I have known Bob (who is now called Jeremy) for so many years. We basically grew up together. We did everything together, from studying to watching shows after it was lights out. Yet this Jeremy guy looked exactly like Bob but acted like a different person. He laughed differently, walked differently and even hung out with our arch nemesis Samantha. OMG! That is shocking.
Bob or Jeremy (whatever) was smart. He got all the questions right in science class and made the smartest kid Iyer, run for his money. It was our last period and we had Ms. Jones. We all lined up in a single line and entered the classroom one by one, greeting the teacher. When it was my turn, I walked in front of Ms. Jones and said, “Hello Ms. Jones”. She waved at me with a smile. I walked in my classroom and saw everyone looking at me (except Iyer who was engulfed in his book). “What is wrong guys”, I questioned waiting for a response. “Nothing”, replied Jeremy. Something was wrong. Before I could inquire more, my teacher walked in. “Jamie please take your seat next to Iyer” she said. Wait, did she just say Iyer? No way I glanced at my seat. It was next to Iyer. “I cannot sit next to Iyer”, I replied. “Well now you can, Jeremy has decided to switch seats with Iyer”, Ms. Jones smirked. Great, that is what I needed. To sit with the guy that barely knows any slang. “Tomorrow is our draw so today we will know how the draw will work. First, each and everyone of you will write a nickname of a place from the world and put it in this golden box. I am asking you to write a nickname because it will be tied in with our geography”, Ms. Jones paused and then continued, “Then I will take out a piece of paper and read the name out loud. If we guess the place correctly, we go there. But if we don’t, we will take out another piece and keep repeating until we guess a winner. Sounds clear?”, Ms. Jones looked around the classroom. Everyone nodded their heads in agreement. The bell rang, officially conforming the end of school.
The following day everyone one followed the steps Ms. Jones had told us to. I wrote on my paper ‘The Empire State’ which is a nickname for New York. “New York, nice Jamie” Iyer said peeking over my shoulder. “Mind your own beeswax Iyer!”, I said rudely. I know that is not nice to say but I was not in a good mood, so yeah. “Ok Jamie it is not my fault that Bob switched seats with me”, Iyer replied. Wait did he just call Jeremy, Bob! “Iyer you are the only other person in class, that is calling Jeremy, Bob”, I said excitedly. “I know, for some reason, he is behaving strangely”, Iyer replied.

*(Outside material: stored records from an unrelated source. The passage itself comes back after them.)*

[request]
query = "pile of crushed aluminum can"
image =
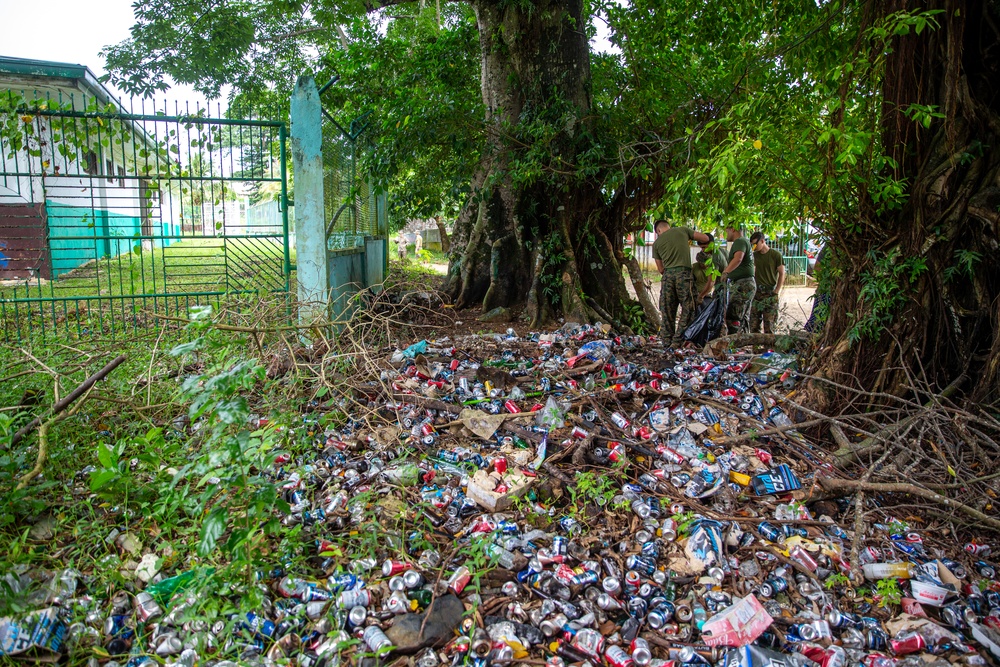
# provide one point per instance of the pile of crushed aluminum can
(613, 516)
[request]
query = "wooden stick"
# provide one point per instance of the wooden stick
(753, 435)
(69, 399)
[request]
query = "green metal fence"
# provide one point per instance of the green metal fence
(350, 204)
(108, 216)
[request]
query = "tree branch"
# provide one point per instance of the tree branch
(66, 402)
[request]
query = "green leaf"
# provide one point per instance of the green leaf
(101, 478)
(211, 530)
(105, 456)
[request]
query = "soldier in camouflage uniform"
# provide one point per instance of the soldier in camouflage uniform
(672, 252)
(676, 291)
(769, 272)
(740, 274)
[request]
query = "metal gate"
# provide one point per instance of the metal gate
(108, 216)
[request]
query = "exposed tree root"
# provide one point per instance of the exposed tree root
(848, 486)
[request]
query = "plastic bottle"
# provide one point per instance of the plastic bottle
(502, 557)
(162, 591)
(888, 570)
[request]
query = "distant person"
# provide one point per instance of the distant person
(702, 278)
(742, 286)
(401, 247)
(821, 298)
(769, 272)
(672, 252)
(715, 264)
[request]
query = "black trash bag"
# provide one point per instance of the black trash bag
(707, 322)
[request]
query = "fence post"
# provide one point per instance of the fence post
(310, 225)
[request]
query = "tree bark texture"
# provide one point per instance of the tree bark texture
(950, 323)
(545, 240)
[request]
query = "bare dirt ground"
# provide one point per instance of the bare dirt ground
(796, 301)
(796, 304)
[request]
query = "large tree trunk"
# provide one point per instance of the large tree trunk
(547, 242)
(949, 324)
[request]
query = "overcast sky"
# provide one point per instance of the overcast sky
(71, 31)
(75, 31)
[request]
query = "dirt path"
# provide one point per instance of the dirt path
(796, 304)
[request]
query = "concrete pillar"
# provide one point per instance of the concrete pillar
(310, 219)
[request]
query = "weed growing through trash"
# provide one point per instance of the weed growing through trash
(836, 579)
(591, 487)
(888, 592)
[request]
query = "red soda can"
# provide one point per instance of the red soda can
(620, 420)
(483, 525)
(670, 455)
(459, 579)
(391, 567)
(869, 555)
(632, 581)
(565, 574)
(909, 643)
(803, 558)
(977, 549)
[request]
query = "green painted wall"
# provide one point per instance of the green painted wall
(72, 232)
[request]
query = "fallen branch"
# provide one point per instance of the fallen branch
(845, 486)
(753, 435)
(82, 389)
(43, 440)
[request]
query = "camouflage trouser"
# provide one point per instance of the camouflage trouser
(765, 308)
(676, 289)
(740, 299)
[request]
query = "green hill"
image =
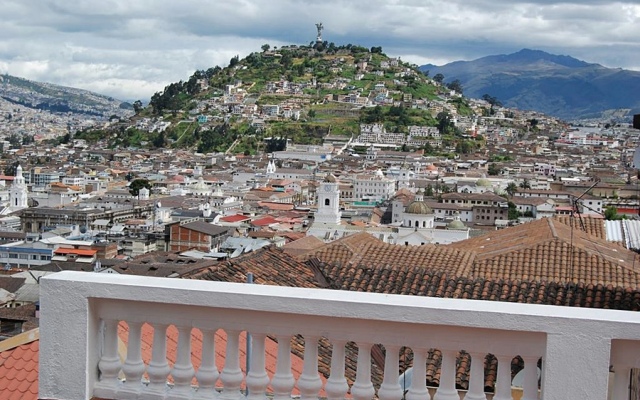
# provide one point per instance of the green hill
(300, 93)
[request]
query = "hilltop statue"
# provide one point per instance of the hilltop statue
(320, 28)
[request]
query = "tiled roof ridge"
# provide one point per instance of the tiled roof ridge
(554, 233)
(20, 339)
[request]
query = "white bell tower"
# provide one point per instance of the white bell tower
(18, 191)
(328, 202)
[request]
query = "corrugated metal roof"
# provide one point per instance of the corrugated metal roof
(614, 231)
(632, 233)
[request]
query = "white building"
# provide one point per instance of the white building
(376, 187)
(18, 199)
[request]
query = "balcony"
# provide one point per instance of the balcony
(80, 355)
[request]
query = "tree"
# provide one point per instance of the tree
(513, 211)
(137, 106)
(445, 123)
(428, 191)
(455, 85)
(137, 184)
(491, 100)
(493, 169)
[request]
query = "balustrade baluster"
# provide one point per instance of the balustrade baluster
(530, 385)
(476, 380)
(283, 381)
(257, 378)
(208, 372)
(447, 388)
(133, 367)
(109, 364)
(309, 382)
(390, 388)
(182, 371)
(337, 385)
(503, 383)
(362, 388)
(231, 375)
(418, 389)
(158, 368)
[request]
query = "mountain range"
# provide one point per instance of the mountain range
(557, 85)
(60, 99)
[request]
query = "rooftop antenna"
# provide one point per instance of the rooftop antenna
(575, 209)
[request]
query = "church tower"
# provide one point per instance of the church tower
(271, 168)
(18, 192)
(328, 202)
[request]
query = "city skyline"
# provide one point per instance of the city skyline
(131, 50)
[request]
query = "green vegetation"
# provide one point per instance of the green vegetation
(331, 83)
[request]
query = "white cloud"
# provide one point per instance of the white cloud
(131, 49)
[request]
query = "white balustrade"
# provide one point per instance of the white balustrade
(109, 364)
(158, 368)
(310, 382)
(503, 378)
(577, 345)
(390, 388)
(133, 367)
(362, 388)
(530, 385)
(257, 378)
(337, 385)
(418, 389)
(476, 378)
(283, 381)
(231, 375)
(182, 371)
(447, 389)
(207, 374)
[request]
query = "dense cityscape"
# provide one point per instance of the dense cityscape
(325, 168)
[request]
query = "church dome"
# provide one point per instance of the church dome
(456, 224)
(418, 207)
(331, 178)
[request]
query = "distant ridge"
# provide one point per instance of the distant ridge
(557, 85)
(60, 99)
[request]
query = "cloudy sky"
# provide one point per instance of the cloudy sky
(130, 49)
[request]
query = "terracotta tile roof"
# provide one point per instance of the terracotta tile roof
(264, 221)
(303, 245)
(547, 250)
(270, 266)
(271, 351)
(593, 226)
(364, 249)
(11, 284)
(19, 367)
(235, 218)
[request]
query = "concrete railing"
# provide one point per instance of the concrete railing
(80, 355)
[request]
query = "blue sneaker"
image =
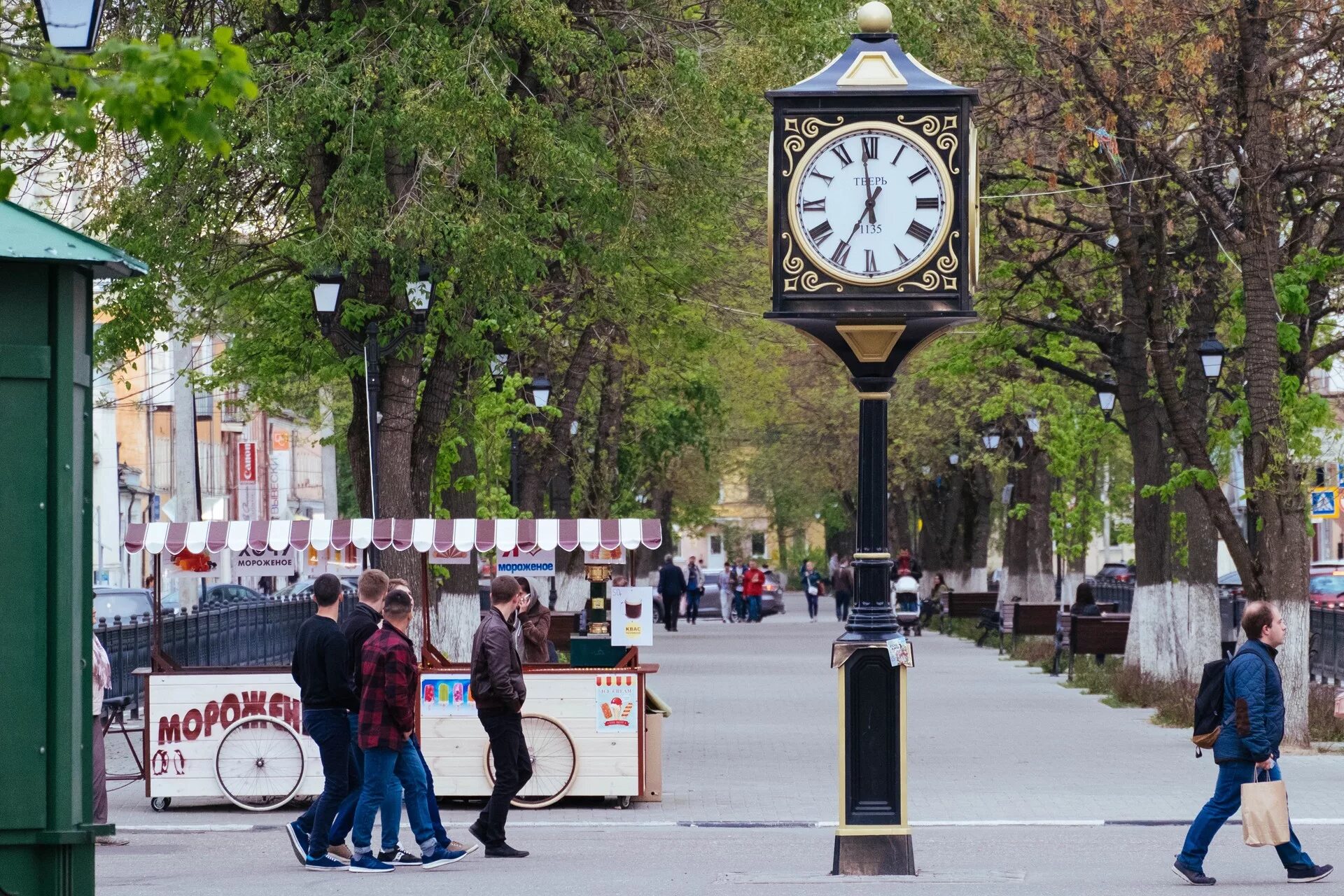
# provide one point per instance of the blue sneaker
(298, 841)
(441, 858)
(323, 862)
(366, 864)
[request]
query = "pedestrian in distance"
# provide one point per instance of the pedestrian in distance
(844, 590)
(694, 590)
(101, 681)
(811, 587)
(536, 625)
(671, 587)
(1247, 743)
(727, 593)
(387, 738)
(319, 668)
(359, 626)
(753, 586)
(500, 692)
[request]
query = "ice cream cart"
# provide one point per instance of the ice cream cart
(237, 732)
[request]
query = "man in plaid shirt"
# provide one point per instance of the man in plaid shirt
(386, 726)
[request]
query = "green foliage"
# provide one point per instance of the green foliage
(169, 90)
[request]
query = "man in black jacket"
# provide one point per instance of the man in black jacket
(671, 587)
(499, 692)
(320, 669)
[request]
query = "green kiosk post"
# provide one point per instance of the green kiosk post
(46, 304)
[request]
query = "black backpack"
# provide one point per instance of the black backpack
(1209, 707)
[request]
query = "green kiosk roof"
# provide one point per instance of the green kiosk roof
(29, 237)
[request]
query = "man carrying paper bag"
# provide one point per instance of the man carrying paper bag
(1247, 745)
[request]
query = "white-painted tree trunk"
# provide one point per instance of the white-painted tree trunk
(1294, 666)
(1174, 630)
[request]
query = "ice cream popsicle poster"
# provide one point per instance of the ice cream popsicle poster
(617, 700)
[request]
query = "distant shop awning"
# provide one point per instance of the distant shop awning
(401, 535)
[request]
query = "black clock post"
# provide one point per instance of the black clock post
(918, 250)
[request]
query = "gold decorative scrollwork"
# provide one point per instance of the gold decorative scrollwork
(809, 128)
(809, 281)
(939, 276)
(944, 133)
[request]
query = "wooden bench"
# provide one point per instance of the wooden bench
(967, 605)
(1104, 634)
(1028, 620)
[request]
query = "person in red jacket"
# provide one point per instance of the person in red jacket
(386, 729)
(753, 584)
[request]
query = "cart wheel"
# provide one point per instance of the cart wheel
(260, 763)
(553, 763)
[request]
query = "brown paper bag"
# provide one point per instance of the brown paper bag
(1265, 813)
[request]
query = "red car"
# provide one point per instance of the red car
(1327, 590)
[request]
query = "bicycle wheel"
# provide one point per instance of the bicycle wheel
(554, 763)
(260, 763)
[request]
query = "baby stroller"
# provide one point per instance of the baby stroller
(907, 606)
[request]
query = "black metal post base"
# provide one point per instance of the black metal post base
(874, 855)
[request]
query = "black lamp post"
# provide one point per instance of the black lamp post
(327, 289)
(70, 24)
(874, 232)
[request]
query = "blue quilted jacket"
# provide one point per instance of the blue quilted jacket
(1253, 707)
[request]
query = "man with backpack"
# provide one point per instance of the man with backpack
(1245, 743)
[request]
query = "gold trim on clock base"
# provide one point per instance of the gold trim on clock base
(872, 343)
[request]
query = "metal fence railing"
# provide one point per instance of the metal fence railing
(1326, 659)
(257, 633)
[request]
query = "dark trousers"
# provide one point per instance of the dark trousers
(1227, 799)
(331, 729)
(671, 610)
(512, 770)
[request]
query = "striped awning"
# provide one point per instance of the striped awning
(400, 535)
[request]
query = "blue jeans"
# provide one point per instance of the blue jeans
(1227, 799)
(391, 813)
(381, 766)
(331, 729)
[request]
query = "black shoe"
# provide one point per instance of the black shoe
(398, 858)
(504, 850)
(1193, 876)
(1310, 874)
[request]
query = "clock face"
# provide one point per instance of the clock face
(872, 203)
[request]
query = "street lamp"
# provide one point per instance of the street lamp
(70, 24)
(1107, 398)
(327, 285)
(1211, 354)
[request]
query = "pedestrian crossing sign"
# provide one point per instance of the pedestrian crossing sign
(1326, 504)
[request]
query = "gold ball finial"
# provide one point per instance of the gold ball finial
(875, 18)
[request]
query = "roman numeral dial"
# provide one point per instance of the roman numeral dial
(872, 203)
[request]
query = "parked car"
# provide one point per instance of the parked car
(1116, 573)
(121, 602)
(222, 596)
(1327, 589)
(304, 589)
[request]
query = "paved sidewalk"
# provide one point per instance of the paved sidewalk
(753, 739)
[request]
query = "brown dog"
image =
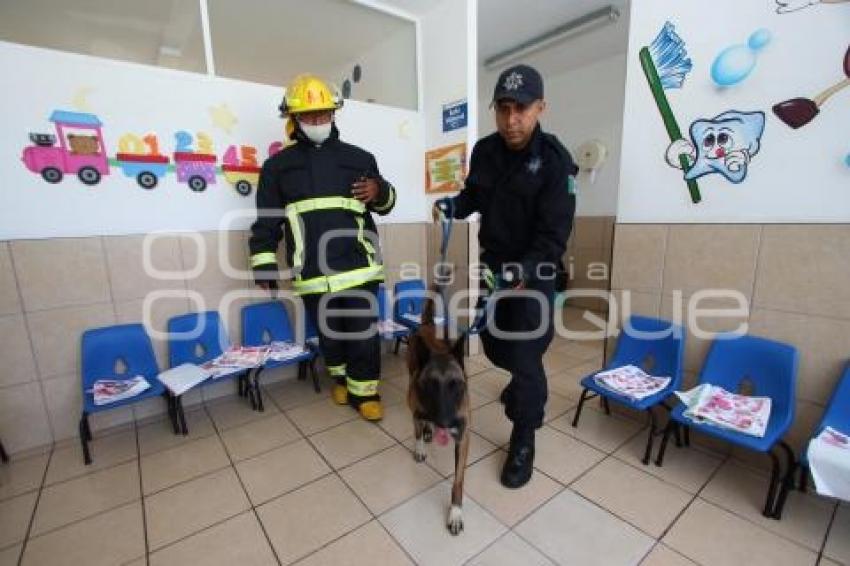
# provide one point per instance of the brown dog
(439, 400)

Before I could inquire more, Ms. Jones told us to put our pieces of paper in the golden box. The whole class went in alphabetical order starting with Amber, the prankster who was pink trousers and a pink shirt. Her dressing sense was worse than that of me on graduation day in 5th grade. She giggled as she walked, she definitely had something planned. After Amber put her piece in the box, the whole class followed one by one. Bob was the last one (from now on he will be Bob, not Jeremy) to put his piece of paper in the box. After that it was the moment of truth, where will we be going?
“Ok class, this is it, are you ready?”, Ms. Jones reached her hand in the box and pulled out a piece of paper. She read, “And the winner is ……The E town!?”. Ms. Jones questioned, “Wait a minute! Whose paper is this?” The weird thing is nobody answered. Next to me, Iyer’s hand shot up. “Yes Iyer”, said Ms. Jones. “I don’t know whose paper that is but, I do know what the place is”, Iyer said. The class had a sudden burst of energy and started asking what the name of the place is. “E town is a nickname for Edmonton” ,replied Iyer. “Well, it is decided, we are going to E town. I am going to inform Mr. Valdez; you guys can talk among yourselves”, Ms. Jones left us with that sentence.
As soon as Ms. Jones left, I approached Bob and said, “Bob do you remember me?”. Bob did not reply. I asked again this time more loudly so it would get his attention, “BOB, do you remember me!!”. This time he looked at me , annoyed and said, “I am not Bob, I am Jeremy”.